1https://www.elitigation.sg/gd/s/2019_SGHC_172

2https://www.healthprofessionals.gov.sg/smc/home/Announcements/Index/the-grounds-of-decision-of-the-disciplinary-tribunal-inquiry-for-dr-yeo-khee-hong-has-been-published

3https://www.elitigation.sg/gd/s/2017_SGHC_143

One thought on “Musing About Mistakes

  1. Dear Dr Hobbitsma 

    Thank you for sharing your kind words and sentiments. I completely agree with you, some mistakes are too big to recover from professionally. I do hope, however, that as humans we might be able to recover from them emotionally no matter how long it might take.

    I think what makes getting over these mistakes much harder is our tendency to view our jobs/careers as part of our identity. Who are we if we are not doctors/healthcare professions? How could we possibly recover from a mistake if it results in the loss or suspension of our medical license?
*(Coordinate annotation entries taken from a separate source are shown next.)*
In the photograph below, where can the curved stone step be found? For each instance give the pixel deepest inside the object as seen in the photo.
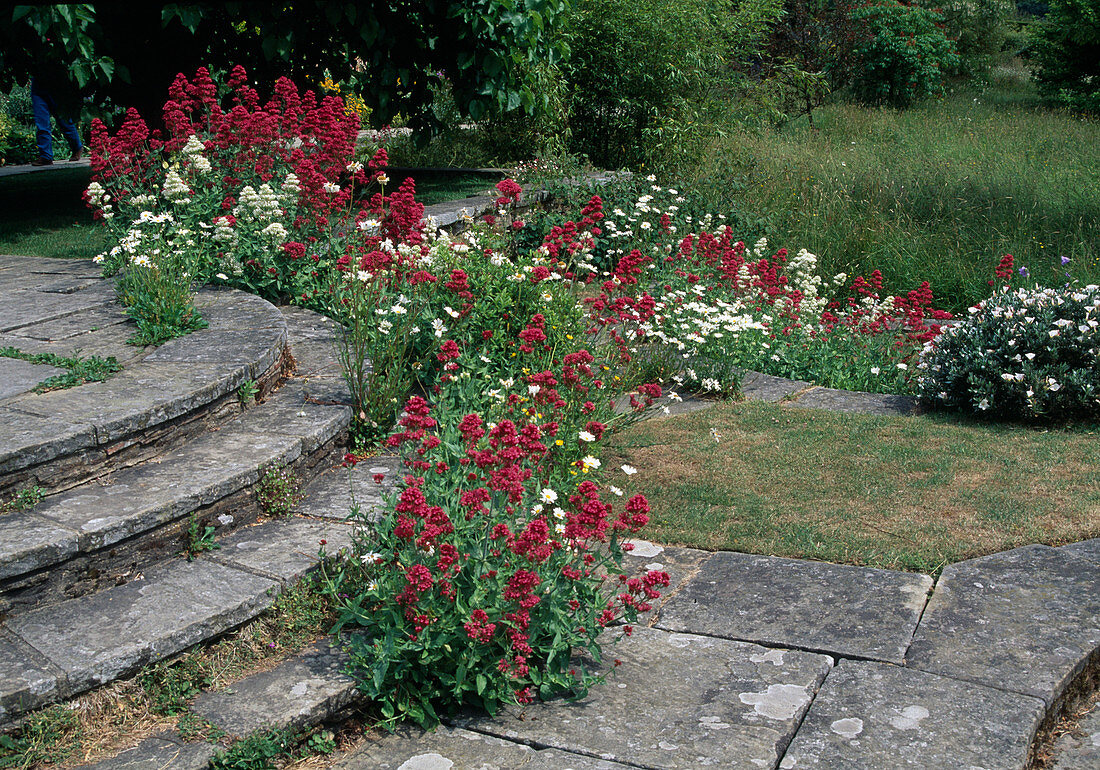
(58, 439)
(102, 531)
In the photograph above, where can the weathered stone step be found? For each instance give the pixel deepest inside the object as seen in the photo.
(106, 530)
(62, 650)
(58, 439)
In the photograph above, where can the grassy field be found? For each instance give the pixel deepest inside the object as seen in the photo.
(42, 215)
(936, 193)
(899, 493)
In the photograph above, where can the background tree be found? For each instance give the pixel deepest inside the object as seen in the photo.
(1067, 54)
(391, 50)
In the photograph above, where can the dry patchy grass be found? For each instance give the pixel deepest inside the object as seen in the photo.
(900, 493)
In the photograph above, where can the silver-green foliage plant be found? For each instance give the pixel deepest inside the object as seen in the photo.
(1026, 353)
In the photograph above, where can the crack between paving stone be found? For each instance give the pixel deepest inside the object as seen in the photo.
(794, 733)
(541, 747)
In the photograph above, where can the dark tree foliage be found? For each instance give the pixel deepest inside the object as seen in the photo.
(392, 50)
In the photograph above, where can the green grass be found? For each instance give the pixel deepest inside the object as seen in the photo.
(936, 193)
(42, 215)
(898, 493)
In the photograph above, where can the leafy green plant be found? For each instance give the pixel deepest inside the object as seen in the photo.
(273, 749)
(248, 392)
(905, 57)
(1067, 55)
(48, 736)
(91, 369)
(173, 685)
(199, 538)
(278, 491)
(23, 499)
(1030, 353)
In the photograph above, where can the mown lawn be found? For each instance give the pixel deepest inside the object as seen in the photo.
(899, 493)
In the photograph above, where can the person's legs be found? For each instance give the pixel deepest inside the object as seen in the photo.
(68, 129)
(41, 107)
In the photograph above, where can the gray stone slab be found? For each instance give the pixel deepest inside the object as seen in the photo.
(232, 309)
(20, 376)
(26, 681)
(1025, 620)
(288, 413)
(459, 749)
(1079, 749)
(846, 611)
(333, 493)
(299, 692)
(257, 348)
(28, 440)
(283, 549)
(164, 751)
(766, 387)
(145, 496)
(30, 542)
(870, 716)
(677, 701)
(139, 397)
(1086, 549)
(98, 638)
(856, 403)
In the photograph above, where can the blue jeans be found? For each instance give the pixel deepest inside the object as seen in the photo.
(44, 105)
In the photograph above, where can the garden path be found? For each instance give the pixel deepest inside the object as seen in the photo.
(747, 661)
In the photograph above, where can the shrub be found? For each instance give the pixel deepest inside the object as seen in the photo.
(904, 58)
(1027, 353)
(1067, 54)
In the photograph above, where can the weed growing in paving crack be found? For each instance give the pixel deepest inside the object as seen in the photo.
(274, 748)
(278, 491)
(79, 371)
(24, 499)
(199, 538)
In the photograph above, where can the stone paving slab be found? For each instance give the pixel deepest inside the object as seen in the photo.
(98, 638)
(145, 496)
(28, 439)
(299, 692)
(256, 348)
(332, 494)
(870, 716)
(459, 749)
(139, 397)
(288, 413)
(1086, 549)
(28, 306)
(856, 402)
(678, 701)
(24, 682)
(766, 387)
(18, 376)
(846, 611)
(285, 550)
(1079, 749)
(1025, 620)
(163, 751)
(29, 541)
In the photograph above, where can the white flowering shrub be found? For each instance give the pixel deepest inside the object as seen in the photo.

Those are difficult questions to answer and hopefully ones we never have to find out the answer to. 

    Whenever I think about medical errors, one particular story always springs to mind. It is the case of an experienced paediatric ICU nurse in Seattle who had accidentally given an overdose of calcium chloride to one of her patients. Unfortunately, the infant dies due to complications that this error may have exacerbated. The nurse was dismissed, asked to pay a fine and almost lost her license. She eventually takes her own life by hanging herself at home.It is a heartbreaking story but it is one of many. It is also a scenario I hope never plays out here in Singapore. 

    While we are quickly becoming a fiercely litigous society, I hope we develop systems in place to also help the second victim cope with the stress and anguish of their/our mistake and the aftermath that follows.